DUP Prepared To Quit Stormont Over Provisional IRA Claims

DUP Prepared To Quit Stormont Over Provisional IRA Claims

The Democratic Unionists have warned they are prepared to pull the plug on Northern Ireland's power-sharing government over claims the Provisional IRA still exists.

DUP MP Jeffrey Donaldson said his party would not hesitate to act unilaterally if others did not support any future move to exclude Sinn Fein from the coalition administration.

A DUP delegation will meet Northern Ireland Secretary Theresa Villiers in Belfast later to discuss the furore sparked by a recent murder in the city and a police assessment that Provisional IRA members were involved.

The DUP's main electoral rivals, the Ulster Unionists, are set to resign from the Stormont Executive next week over the revelations.

While the dramatic walkout by one of the three minor coalition partners will not automatically trigger the collapse of the administration, it does throw its future into serious doubt, as it mounts pressure on the DUP to follow suit.

If the DUP - Northern Ireland's largest party - left the Executive, it would fold immediately.

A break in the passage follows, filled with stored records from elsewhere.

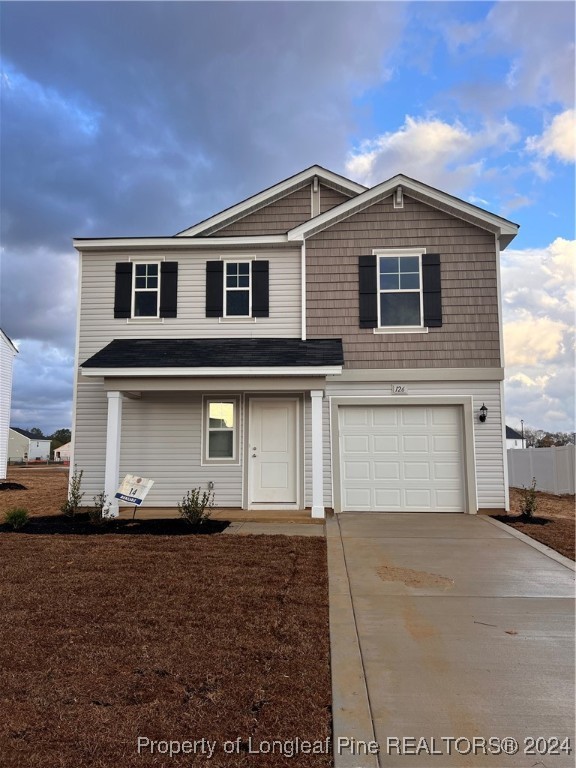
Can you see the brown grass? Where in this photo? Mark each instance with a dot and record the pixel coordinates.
(559, 533)
(109, 638)
(46, 490)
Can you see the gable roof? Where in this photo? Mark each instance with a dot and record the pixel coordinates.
(511, 434)
(8, 341)
(267, 196)
(506, 230)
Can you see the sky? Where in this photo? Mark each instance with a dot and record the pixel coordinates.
(143, 118)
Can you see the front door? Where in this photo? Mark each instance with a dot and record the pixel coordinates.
(273, 452)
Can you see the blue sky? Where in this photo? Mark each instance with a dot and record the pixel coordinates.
(144, 118)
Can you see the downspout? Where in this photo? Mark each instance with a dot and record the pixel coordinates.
(502, 401)
(303, 291)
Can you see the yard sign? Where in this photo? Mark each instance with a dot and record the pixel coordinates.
(134, 489)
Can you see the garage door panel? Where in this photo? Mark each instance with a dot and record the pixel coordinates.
(446, 444)
(386, 470)
(416, 470)
(387, 500)
(415, 444)
(384, 417)
(358, 498)
(357, 470)
(413, 416)
(385, 444)
(356, 443)
(402, 457)
(418, 499)
(447, 470)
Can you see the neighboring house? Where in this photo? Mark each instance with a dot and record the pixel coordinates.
(317, 345)
(63, 453)
(7, 353)
(514, 439)
(25, 446)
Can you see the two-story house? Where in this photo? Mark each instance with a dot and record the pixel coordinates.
(318, 345)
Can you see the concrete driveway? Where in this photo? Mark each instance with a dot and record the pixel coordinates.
(446, 631)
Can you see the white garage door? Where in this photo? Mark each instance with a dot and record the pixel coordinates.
(401, 458)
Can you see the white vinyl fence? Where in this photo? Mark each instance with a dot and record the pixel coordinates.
(553, 468)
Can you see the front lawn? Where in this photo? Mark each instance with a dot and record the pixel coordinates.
(109, 638)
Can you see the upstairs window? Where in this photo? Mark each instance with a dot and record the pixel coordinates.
(237, 289)
(399, 291)
(146, 290)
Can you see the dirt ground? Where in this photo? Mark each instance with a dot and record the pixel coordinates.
(46, 489)
(215, 640)
(559, 532)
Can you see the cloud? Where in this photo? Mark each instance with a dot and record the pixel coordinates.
(538, 314)
(558, 139)
(443, 154)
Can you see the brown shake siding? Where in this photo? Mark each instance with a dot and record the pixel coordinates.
(329, 198)
(469, 336)
(273, 219)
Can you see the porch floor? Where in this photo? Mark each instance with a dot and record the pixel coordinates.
(233, 514)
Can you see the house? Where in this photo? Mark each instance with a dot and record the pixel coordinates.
(318, 345)
(7, 354)
(514, 439)
(26, 446)
(63, 453)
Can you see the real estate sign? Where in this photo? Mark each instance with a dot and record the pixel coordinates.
(134, 489)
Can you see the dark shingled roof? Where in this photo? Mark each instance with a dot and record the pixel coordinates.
(217, 353)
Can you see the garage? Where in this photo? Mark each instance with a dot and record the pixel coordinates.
(402, 458)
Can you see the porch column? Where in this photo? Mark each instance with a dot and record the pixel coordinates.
(317, 457)
(113, 434)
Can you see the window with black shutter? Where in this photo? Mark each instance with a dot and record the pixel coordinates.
(237, 289)
(400, 289)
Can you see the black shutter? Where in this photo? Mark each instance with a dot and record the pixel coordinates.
(367, 282)
(432, 290)
(260, 289)
(168, 288)
(123, 290)
(214, 288)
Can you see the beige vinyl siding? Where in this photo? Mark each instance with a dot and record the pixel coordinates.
(275, 218)
(330, 198)
(489, 451)
(469, 336)
(98, 327)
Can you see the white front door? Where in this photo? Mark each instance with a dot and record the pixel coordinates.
(273, 452)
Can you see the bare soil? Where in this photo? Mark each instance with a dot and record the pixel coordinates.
(556, 524)
(108, 638)
(45, 490)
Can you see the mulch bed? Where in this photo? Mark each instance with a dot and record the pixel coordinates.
(558, 532)
(553, 525)
(80, 525)
(108, 638)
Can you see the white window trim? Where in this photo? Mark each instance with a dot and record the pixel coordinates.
(224, 460)
(225, 315)
(391, 253)
(145, 290)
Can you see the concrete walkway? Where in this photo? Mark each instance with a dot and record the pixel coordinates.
(448, 627)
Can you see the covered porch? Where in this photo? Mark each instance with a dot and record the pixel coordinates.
(253, 434)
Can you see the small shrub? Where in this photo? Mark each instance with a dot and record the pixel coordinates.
(16, 517)
(196, 506)
(99, 512)
(529, 501)
(72, 503)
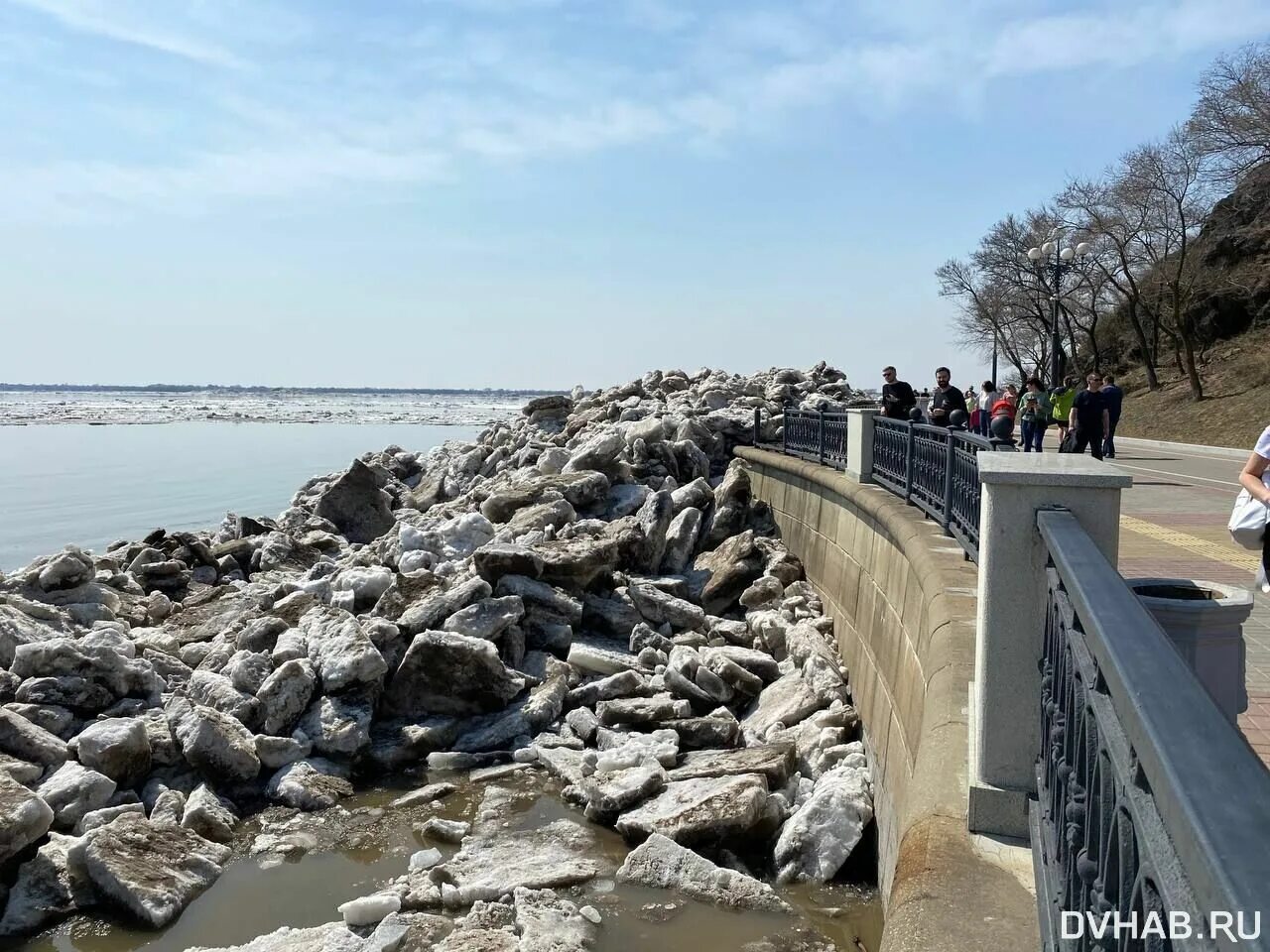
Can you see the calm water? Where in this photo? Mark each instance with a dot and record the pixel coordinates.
(91, 485)
(246, 900)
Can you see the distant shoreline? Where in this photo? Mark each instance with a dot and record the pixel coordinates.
(245, 389)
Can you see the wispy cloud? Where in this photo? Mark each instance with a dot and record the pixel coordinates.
(114, 22)
(444, 85)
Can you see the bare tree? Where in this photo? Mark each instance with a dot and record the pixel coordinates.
(1230, 121)
(1115, 220)
(1167, 181)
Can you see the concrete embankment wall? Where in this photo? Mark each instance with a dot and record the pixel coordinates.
(903, 602)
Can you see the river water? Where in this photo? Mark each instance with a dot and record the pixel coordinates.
(90, 485)
(376, 842)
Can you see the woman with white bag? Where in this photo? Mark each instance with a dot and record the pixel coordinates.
(1252, 507)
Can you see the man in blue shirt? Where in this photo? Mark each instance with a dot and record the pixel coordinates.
(1112, 399)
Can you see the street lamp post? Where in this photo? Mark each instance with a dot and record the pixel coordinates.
(1058, 259)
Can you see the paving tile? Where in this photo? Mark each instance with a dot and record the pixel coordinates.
(1202, 515)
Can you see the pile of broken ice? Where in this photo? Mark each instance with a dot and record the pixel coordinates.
(588, 590)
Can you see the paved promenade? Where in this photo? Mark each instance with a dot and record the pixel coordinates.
(1173, 524)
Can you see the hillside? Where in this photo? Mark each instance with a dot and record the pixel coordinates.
(1234, 411)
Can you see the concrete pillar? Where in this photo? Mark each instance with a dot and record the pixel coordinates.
(1005, 717)
(860, 443)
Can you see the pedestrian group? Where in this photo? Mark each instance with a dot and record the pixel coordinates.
(1083, 417)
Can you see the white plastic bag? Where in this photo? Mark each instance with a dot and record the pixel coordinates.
(1247, 524)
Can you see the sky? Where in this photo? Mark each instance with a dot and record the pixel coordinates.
(539, 193)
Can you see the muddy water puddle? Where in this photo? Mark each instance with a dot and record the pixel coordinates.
(357, 849)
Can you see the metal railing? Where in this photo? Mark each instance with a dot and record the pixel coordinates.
(1148, 800)
(816, 434)
(935, 468)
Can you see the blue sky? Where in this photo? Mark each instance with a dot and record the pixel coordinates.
(541, 191)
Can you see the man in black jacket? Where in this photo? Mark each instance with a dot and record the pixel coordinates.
(897, 397)
(945, 398)
(1088, 417)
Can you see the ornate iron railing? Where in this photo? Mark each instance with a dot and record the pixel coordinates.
(815, 434)
(935, 468)
(1148, 800)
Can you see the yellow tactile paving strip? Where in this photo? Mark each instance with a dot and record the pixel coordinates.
(1228, 555)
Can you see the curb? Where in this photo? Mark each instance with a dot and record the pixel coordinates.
(1223, 452)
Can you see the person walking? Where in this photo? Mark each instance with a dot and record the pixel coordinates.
(1114, 399)
(1003, 409)
(987, 398)
(945, 399)
(1061, 400)
(1034, 416)
(1255, 479)
(897, 397)
(1088, 417)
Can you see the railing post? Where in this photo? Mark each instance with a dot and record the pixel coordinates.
(949, 462)
(860, 435)
(908, 461)
(1005, 697)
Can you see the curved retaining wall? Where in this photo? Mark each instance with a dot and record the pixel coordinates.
(903, 603)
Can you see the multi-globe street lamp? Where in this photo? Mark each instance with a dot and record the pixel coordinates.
(1055, 259)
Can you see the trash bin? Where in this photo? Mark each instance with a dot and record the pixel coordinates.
(1205, 620)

A bid by the DUP to exclude Sinn Fein from the administration would need the support of Ms Villiers and other Executive parties.

But in the absence of obtaining that backing, the DUP could bring down the institutions by resigning its First Minister post held by Peter Robinson.

Mr Donaldson said the only people punished by the UUP move were its voters

"They are excluded from the government, not Sinn Fein," he said.

"It is only the DUP who can now deal with this issue, sadly."

Mr Donaldson told Radio 4's Today Programme: "We are going to move to exclude Sinn Fein from the government. We believe the people who should be punished here are the people who have done wrong, not the people who have stood by their pledges, who uphold the rule of law and who support democracy.

"In the end, if the other parties are not prepared to support the exclusion of Sinn Fein then we will act unilaterally and if that means that we have a period in Northern Ireland where we don't have a government until we resolve and sort out these issues then so be it."

Announcing the UUP walkout on Wednesday, party leader Mike Nesbitt claimed trust in Sinn Fein had been shattered and his party has no option other than to withdraw from the coalition and form an opposition in the Assembly.

Sinn Fein has accused the UUP of contriving a crisis in a bid to outflank the DUP ahead of next year's Assembly poll.

At the weekend, Police Service of Northern Ireland (PSNI) Chief Constable George Hamilton said that the IRA still exists, but is not engaged in terrorism - instead pursuing peaceful, political republicanism.

But the PSNI also said some Provisional IRA members were involved in the murder earlier this month of former IRA man Kevin McGuigan, 53, in co-operation with a group styling itself Action Against Drugs. Detectives said there is no evidence the killing was sanctioned by the IRA leadership.

Mr McGuigan was suspected by some in the republican movement of involvement in the murder of former IRA leader Gerard "Jock" Davison in Belfast three months ago.

Police believe his killing was a revenge attack by Mr Davison's republican associates.

It is almost 20 years since the Provisional IRA's last ceasefire and a decade on from the supposed decommissioning of its weapons.

The UUP's one minister in an administration made up of 13 ministers and two junior ministers will resign next week if Mr Nesbitt's recommendation is supported by the party's ruling executive on Saturday - an endorsement that is widely expected.

An Ulster Unionist exit from the Executive would be highly symbolic given the party was one of the architects of the 1998 Good Friday peace agreement that paved the way for nationalists and unionists to share power.

The accord did not envisage an Assembly with an official opposition.